This past week has felt a lot longer than seven days.
First, there was the stunning loss to Florida, where an additional decade was taken off of the life of every Tennessee fan.
Then, Butch Jones was fired in the court of public opinion, allowing names such as Chip Kelly, Les Miles, and Bob Stoops (among others) to circulate around every corner of social media.
The “Fire Butch” bandwagon is currently at such a high capacity that it’s easy to forget there’s a game on Saturday, when the Vols take on the Minute Men of UMass at high noon.
UMass isn’t a good team — in fact, they’re an actual dumpster fire. But for those writing this game off and saying “wake me up when Georgia rolls into Knoxville on Sept. 30,” this Saturday’s game holds more significance than you think.
Whether the Vols win by three touchdowns or four touchdowns is irrelevant — they’re going to win the game. What is relevant is how Butch Jones handles the game. If he handles it the way he should, then he might be on the precious of actual change.

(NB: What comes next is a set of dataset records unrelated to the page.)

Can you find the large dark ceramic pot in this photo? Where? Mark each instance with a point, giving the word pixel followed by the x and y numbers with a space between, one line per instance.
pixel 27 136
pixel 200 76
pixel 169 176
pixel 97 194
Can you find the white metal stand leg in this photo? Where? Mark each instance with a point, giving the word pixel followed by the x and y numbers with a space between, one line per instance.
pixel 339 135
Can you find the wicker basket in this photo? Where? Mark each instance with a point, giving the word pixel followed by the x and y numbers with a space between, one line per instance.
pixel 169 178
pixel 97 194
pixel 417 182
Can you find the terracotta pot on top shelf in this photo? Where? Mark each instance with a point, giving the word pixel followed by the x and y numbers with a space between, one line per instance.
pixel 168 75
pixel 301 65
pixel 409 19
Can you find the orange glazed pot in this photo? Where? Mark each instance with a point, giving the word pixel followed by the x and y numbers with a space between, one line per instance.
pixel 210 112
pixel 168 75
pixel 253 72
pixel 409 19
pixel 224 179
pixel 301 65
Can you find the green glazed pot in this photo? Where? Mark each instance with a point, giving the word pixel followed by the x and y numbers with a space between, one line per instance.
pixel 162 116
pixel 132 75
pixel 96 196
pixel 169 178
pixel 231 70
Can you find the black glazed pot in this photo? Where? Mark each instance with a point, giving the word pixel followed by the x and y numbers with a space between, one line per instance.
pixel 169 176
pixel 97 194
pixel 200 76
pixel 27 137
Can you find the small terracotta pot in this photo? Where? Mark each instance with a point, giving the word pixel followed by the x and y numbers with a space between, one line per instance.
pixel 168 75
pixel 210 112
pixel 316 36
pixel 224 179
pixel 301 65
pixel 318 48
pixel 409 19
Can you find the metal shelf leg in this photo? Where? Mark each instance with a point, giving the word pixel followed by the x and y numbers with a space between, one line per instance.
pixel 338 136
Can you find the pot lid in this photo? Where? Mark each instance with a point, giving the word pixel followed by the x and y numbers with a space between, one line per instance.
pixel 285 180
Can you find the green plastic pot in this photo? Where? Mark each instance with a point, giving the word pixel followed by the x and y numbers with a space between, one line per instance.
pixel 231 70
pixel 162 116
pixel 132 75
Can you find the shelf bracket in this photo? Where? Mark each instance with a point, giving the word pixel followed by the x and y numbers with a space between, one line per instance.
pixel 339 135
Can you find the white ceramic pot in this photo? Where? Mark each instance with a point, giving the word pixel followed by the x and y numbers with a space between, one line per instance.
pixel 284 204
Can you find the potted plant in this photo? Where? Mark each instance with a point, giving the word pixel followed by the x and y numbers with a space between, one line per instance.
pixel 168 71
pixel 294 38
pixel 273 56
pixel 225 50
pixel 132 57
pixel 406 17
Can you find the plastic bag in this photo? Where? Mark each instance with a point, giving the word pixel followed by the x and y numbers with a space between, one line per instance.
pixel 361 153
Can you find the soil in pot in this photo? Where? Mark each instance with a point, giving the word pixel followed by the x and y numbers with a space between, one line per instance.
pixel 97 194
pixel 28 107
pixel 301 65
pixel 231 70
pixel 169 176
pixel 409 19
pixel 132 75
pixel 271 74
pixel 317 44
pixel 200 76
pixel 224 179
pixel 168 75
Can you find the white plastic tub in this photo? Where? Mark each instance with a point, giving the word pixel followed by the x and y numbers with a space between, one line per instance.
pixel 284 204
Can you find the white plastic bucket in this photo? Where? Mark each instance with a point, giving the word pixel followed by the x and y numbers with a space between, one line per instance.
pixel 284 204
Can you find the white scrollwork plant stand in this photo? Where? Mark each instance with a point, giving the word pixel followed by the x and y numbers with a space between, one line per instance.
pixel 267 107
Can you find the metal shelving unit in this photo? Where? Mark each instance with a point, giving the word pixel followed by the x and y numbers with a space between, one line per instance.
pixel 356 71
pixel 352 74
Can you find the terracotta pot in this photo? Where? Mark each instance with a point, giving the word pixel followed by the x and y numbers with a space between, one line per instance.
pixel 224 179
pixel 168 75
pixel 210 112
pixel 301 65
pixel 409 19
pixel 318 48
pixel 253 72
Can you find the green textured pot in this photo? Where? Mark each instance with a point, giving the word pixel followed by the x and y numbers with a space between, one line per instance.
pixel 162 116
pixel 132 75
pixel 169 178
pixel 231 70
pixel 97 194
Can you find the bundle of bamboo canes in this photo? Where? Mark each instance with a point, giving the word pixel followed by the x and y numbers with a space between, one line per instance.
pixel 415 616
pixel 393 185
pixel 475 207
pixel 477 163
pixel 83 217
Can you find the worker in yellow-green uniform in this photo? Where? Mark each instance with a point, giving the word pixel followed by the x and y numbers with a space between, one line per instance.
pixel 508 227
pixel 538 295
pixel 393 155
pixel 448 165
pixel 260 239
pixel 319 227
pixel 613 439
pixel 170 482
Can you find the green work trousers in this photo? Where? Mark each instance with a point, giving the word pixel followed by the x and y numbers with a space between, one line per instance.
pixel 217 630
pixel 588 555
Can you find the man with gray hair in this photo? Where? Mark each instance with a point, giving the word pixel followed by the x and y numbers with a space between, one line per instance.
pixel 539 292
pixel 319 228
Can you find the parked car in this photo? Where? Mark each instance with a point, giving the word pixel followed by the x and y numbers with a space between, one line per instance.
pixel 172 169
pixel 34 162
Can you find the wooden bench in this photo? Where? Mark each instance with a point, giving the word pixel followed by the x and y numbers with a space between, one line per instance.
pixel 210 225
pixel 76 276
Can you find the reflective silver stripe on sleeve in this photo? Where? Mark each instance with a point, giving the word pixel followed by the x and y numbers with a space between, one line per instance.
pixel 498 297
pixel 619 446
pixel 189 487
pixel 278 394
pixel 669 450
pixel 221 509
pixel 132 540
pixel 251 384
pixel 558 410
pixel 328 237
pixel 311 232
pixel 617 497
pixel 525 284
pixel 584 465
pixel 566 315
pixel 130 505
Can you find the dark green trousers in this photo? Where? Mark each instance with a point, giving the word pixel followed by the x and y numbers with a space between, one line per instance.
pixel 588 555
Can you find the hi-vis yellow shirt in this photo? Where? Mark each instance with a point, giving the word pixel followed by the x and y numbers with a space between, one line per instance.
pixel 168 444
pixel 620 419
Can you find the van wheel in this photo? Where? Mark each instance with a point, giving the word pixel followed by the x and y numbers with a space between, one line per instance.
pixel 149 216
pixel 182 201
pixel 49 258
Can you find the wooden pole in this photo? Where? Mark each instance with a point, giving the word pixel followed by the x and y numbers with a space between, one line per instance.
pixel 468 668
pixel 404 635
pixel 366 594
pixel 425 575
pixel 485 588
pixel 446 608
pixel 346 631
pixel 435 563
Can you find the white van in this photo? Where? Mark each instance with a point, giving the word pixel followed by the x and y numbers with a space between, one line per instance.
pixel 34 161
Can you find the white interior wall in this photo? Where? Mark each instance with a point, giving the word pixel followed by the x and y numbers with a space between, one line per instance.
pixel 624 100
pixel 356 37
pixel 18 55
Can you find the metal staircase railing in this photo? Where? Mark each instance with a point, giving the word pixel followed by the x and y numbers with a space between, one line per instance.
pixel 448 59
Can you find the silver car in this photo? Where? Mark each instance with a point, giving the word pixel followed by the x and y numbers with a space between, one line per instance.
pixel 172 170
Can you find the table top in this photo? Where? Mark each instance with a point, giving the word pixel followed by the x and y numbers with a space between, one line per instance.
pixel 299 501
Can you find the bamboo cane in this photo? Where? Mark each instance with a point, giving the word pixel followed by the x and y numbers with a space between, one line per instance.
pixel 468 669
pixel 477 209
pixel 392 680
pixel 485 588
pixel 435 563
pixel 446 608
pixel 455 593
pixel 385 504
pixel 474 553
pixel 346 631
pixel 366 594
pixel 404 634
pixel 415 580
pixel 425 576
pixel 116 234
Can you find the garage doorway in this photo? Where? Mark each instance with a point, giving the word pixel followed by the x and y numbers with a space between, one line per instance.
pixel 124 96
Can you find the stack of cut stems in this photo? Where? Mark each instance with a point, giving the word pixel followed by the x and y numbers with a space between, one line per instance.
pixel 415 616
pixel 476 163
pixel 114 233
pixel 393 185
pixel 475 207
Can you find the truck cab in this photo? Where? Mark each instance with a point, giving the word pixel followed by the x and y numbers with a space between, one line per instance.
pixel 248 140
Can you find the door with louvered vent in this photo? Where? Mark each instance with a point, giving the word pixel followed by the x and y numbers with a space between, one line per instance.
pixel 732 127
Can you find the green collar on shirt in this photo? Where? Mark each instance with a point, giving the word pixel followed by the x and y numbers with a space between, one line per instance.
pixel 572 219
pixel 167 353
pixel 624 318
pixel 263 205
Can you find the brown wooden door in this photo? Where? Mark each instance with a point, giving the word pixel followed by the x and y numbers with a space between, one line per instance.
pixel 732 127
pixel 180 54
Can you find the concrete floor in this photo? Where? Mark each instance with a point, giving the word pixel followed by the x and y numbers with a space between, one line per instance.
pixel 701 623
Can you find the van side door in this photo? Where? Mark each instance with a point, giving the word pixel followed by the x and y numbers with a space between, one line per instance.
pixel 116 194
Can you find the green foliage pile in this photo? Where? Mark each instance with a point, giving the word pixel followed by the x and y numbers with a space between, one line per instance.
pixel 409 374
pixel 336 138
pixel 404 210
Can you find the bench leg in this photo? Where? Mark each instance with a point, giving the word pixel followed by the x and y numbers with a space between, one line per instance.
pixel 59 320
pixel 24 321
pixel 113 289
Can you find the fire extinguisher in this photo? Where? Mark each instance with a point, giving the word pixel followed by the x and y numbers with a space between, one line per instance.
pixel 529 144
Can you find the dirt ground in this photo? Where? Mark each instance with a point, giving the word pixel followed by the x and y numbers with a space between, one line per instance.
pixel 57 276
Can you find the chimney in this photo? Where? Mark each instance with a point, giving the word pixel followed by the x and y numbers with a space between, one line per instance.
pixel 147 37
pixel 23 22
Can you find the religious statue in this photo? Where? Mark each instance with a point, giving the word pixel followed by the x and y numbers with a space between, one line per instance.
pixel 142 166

Change from all the bone-headed mistakes he makes in regards to situational and strategic football.
If Butch makes said changes, will it be enough to trust that he’s fully self aware of his flaws? No, but like he says, “brick by brick.”
So what exactly should Butch do on Saturday?
For starters, give Quinten Dormady and Jarrett Guarantano a half each. Dormady in the first half, and Guarantano in the second. Although Dormady has been the starter up to this point, his level of play hasn’t exactly been convincing. Against Georgia Tech, he threw countless errant passes and was saved by the brilliance of John Kelly and Marquez Callaway. Against Florida, he threw three interceptions, including one in the red zone, and another for a pick six.
Meanwhile, Guarantano has only seen action against Indiana State, where he and Dormady played starting quarterback musical chairs. It’s time for the redshirt freshman to gain in-game reps where he doesn’t have the possibility of being benched in the back of his mind.
Also, how about letting John Kelly rest against an inferior opponent?
It’s odd that against the Yellow Jackets and Gators, Kelly combined for 38 carries compared to 76 Dormady pass attempts. Yet, against the Indiana State Sycamores, Kelly had just as many rushes (18) as Dormady did passes.
This shouldn’t be the case Saturday.
Kelly cannot see the field for more than a series or two. After that, this game is all about Carlin Fils-Aime and Ty Chandler, who by the way, both look pretty good.
The strategy that I just laid out should’ve been implemented against Indiana State. It wasn’t, and that alone should’ve been a warning sign that Butch was on the cusp of committing football sin against Florida.
If his approach to football becomes logical against UMass, maybe there’s reason for optimism against Georgia next weekend.